Discussion in 'Football Talk' started by Big Poppa, Nov 7, 2017.

  1. Big Poppa

    Big Poppa Well-Known Member Trusted

    Ok so I appreciate that this may be a difficult subject but I think it's an important one and would ask for sensible discussion only.

    In November 2016 a study compiled by the Sports People's Think Tank with help from Loughborough University and anti-racism group the Fare Network was published.

    It found that although at least a quarter of all professional footballers in England are black, only 17 of the 92 clubs from the top 4 divisions in England had a BAME coach in a senior role. Not a manager, but a coach. Only three were managers, Chris Hughton, Jimmy Floyd Hasselbaink and Keith Curle.

    Hasselbaink has since been sacked by QPR, leaving just two.

    There are many black ex-professionals such as Sol Campbell who have spoken out about the difficulty of getting interviews despite being far better qualified than some who were hired.

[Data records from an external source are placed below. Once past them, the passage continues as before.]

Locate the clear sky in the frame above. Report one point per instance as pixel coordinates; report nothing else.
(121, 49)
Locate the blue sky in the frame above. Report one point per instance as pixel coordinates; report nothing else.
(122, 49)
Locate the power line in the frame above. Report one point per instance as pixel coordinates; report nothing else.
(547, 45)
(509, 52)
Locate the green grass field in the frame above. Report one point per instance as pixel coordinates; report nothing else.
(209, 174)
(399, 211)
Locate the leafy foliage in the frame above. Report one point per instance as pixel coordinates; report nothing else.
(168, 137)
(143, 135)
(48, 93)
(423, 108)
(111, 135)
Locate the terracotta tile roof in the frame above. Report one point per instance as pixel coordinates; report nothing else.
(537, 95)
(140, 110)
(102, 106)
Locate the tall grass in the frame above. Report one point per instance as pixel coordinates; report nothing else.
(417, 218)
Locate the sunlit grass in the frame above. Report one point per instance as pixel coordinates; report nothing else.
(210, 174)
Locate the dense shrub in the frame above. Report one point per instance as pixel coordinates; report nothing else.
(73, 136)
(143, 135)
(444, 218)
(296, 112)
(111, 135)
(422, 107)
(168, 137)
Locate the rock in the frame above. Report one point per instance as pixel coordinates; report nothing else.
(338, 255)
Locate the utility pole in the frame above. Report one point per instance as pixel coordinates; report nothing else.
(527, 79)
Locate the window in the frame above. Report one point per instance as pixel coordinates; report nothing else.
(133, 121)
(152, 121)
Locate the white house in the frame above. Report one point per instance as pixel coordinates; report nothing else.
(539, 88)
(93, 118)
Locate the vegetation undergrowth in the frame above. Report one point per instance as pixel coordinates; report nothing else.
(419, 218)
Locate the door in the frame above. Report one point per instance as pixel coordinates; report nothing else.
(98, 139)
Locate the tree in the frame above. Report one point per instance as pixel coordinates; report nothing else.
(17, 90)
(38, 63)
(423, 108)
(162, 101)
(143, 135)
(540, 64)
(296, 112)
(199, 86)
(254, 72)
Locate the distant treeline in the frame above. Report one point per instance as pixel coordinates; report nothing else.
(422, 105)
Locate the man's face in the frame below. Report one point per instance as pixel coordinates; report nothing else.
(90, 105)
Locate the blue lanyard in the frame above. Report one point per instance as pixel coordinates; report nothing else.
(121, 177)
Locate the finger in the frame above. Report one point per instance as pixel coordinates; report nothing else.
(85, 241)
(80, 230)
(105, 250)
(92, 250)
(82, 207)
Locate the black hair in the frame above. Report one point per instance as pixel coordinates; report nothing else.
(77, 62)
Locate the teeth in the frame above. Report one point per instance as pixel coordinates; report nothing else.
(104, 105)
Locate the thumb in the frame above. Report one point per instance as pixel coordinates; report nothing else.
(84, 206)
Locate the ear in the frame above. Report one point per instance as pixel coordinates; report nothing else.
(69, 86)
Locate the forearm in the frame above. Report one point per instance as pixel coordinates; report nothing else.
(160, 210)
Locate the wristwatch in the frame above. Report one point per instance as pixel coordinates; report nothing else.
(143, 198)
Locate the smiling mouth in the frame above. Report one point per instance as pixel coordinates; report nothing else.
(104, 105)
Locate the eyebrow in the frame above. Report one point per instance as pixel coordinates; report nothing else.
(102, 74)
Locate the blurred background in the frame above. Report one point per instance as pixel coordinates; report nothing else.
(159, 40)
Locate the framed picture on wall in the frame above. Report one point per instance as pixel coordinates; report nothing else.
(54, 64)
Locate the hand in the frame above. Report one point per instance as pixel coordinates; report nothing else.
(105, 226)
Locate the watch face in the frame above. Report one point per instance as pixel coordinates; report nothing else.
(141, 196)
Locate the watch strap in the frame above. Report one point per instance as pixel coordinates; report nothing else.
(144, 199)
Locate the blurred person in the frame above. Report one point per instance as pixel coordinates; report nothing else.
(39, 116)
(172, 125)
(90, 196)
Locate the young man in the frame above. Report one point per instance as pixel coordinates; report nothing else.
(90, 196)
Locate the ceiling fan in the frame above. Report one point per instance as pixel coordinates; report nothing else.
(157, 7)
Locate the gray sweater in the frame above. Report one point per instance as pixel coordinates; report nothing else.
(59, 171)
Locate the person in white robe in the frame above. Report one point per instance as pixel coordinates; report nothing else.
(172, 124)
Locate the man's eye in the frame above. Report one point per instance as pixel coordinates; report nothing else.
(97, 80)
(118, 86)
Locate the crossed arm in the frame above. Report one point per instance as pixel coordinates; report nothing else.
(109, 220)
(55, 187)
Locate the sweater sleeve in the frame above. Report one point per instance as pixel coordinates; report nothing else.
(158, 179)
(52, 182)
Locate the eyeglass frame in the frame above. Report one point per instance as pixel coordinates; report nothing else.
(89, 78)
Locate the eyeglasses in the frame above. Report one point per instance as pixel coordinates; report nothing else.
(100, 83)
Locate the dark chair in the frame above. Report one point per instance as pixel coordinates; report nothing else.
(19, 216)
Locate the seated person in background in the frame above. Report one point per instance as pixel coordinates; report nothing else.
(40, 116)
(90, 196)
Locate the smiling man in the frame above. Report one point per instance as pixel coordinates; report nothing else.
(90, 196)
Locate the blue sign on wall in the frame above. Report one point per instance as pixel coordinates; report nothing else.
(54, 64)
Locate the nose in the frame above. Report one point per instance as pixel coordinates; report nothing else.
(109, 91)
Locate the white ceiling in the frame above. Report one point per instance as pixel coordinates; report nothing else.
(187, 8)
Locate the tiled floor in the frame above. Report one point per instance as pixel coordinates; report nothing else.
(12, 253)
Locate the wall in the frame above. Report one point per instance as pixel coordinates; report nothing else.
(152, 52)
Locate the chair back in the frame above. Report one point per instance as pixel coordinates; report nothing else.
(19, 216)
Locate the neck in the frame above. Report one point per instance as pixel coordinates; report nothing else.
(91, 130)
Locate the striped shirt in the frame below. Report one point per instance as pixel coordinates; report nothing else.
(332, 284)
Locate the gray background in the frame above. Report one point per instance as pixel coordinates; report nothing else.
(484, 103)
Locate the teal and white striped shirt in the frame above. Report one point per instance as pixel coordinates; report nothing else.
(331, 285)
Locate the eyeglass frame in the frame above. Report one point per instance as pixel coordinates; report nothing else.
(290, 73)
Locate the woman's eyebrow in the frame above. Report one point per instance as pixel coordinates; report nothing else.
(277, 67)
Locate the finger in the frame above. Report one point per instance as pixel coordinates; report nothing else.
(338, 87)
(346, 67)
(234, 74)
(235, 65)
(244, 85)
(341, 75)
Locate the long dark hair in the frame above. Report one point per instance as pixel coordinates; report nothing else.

    You also have the example of David Moyes, someone who has failed badly in his last two jobs but was quickly able to walk into a Premier League job - yet someone like Clarence Seedorf who won the CL with 3 different teams as a player, was one of the best players of his generation, has all his coaching badges and has a brilliant understanding of the game can't even get a job at Oldham Athletic.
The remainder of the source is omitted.